A 10-YEAR-OLD boy experiencing homelessness in Cork has said children like himself feel they have been let down by the Government.
Cork boy Marcel Dziedzic has been living in homeless accommodation with his mum Izabela for four months now, with little hope of their own front door in sight.
The mum of one fought back tears as she described the strength Marcel has shown since their lives were turned upside down. It comes four months after the pair’s circumstances forced them into emergency accommodation.
Since, Marcel said he hasn’t stopped dreaming of a place they can call home. Ahead of today’s Budget 2022 announcement, the fourth-class pupil said he is willing to forgive the Government if help can finally be sought for them.
He spoke about his desperation to see kids recognised as victims of the homeless crisis.
“People need to hear what children think,” he said.
“They need to hear what children have to say. We know what it feels like. It’s hard to make people understand but we can forgive the Government if me and my mum get the house we need. We will forget everything that has happened to us.”
He recalled entering homeless accommodation for the first time.
“I was wondering what the place would be like so it was exciting and scary at the same time.
“There are a lot of kids here. Every day it’s a different game but I love hide and seek. We talk a lot about gaming and TikTok. It’s like a family. We are a big bunch of friends.”
Marcel shared his hopes for the future.
“I would like a pet more than anything but we can’t have that where we are.
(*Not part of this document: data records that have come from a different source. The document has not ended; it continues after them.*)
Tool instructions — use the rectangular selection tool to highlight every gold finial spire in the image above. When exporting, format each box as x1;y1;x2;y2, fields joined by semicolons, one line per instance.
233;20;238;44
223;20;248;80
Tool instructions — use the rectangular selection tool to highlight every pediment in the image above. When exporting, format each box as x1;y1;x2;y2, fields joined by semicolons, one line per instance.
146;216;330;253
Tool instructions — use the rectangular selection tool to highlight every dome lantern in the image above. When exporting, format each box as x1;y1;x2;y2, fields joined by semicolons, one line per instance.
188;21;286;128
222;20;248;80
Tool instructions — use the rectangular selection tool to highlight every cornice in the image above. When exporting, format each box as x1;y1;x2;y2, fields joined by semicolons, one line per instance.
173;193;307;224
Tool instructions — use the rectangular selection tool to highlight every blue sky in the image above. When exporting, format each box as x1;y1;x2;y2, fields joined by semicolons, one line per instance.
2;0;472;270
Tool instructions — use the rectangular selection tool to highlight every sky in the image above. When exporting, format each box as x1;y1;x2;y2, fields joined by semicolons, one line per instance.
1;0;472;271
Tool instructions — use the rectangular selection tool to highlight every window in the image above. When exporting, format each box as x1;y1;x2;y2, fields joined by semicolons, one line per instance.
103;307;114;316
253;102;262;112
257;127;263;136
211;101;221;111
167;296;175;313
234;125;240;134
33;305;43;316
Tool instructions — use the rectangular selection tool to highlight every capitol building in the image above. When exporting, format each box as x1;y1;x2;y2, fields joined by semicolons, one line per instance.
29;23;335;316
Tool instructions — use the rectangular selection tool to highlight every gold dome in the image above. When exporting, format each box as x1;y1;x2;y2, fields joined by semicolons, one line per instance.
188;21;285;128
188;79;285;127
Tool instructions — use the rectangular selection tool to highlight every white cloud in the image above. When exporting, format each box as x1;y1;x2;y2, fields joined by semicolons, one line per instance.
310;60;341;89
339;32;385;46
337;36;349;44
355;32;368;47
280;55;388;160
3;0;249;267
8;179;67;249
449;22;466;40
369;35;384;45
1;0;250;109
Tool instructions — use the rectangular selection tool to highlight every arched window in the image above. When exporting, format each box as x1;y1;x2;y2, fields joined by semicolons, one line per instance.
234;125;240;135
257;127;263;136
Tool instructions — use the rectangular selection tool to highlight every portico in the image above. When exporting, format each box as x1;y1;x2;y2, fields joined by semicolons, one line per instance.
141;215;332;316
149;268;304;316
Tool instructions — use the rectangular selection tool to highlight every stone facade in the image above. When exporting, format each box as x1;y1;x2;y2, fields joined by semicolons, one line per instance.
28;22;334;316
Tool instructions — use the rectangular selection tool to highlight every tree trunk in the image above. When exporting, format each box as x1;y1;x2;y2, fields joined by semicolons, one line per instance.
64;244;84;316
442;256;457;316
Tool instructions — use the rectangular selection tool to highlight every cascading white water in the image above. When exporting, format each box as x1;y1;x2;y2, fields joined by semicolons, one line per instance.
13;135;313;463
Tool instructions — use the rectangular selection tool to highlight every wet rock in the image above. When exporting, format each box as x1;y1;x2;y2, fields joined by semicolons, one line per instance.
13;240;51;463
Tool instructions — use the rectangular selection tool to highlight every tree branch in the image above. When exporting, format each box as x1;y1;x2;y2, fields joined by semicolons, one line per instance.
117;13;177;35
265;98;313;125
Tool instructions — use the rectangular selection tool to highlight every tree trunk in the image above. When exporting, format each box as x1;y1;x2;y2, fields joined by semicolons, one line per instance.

“I see us in a house. It’s hard to imagine exactly what that house will look like because it would be too good.
“I just know that my bedroom would be blue.
“Where we live at the moment is still just a room with two beds, a table.
“It’s been four months but it feels like a lot longer; we need a house as soon as possible.”
Ahead of the budget, he urged Housing Minister Darragh O’Brien to take a stand.
“If I was the minister, I would give out every house I have but there are empty houses everywhere.”
The 10-year-old said that worrying about his situation makes schoolwork difficult.
“I try not to think about it in school. Our situation isn’t something I have told the other children about because they wouldn’t understand.”
Marcel praised his mother Izabela who has fought tirelessly to keep him safe and happy.
“She is a brilliant mum who supports me in everything I do.”
Izabela said she has been shown a lot of support from the community, including Caitríona Twomey from Cork Penny Dinners who provides them with meals. She also extended gratitude to the Joan Denise Moriarty School of Dance who has allowed Marcel to continue dancing with them despite their financial situation.
“I would like to be the perfect mum but all I can do for Marcel is my best,” she said.
“He gets so excited when he does ballet and is the only boy in the dance school so I’m happy he still gets to have this.”
She spoke of how Marcel’s charismatic personality and talent for making friends have helped him through the challenging few months.
“Marcel doesn’t just like some people — he likes all children. That’s just the kind of boy he is.”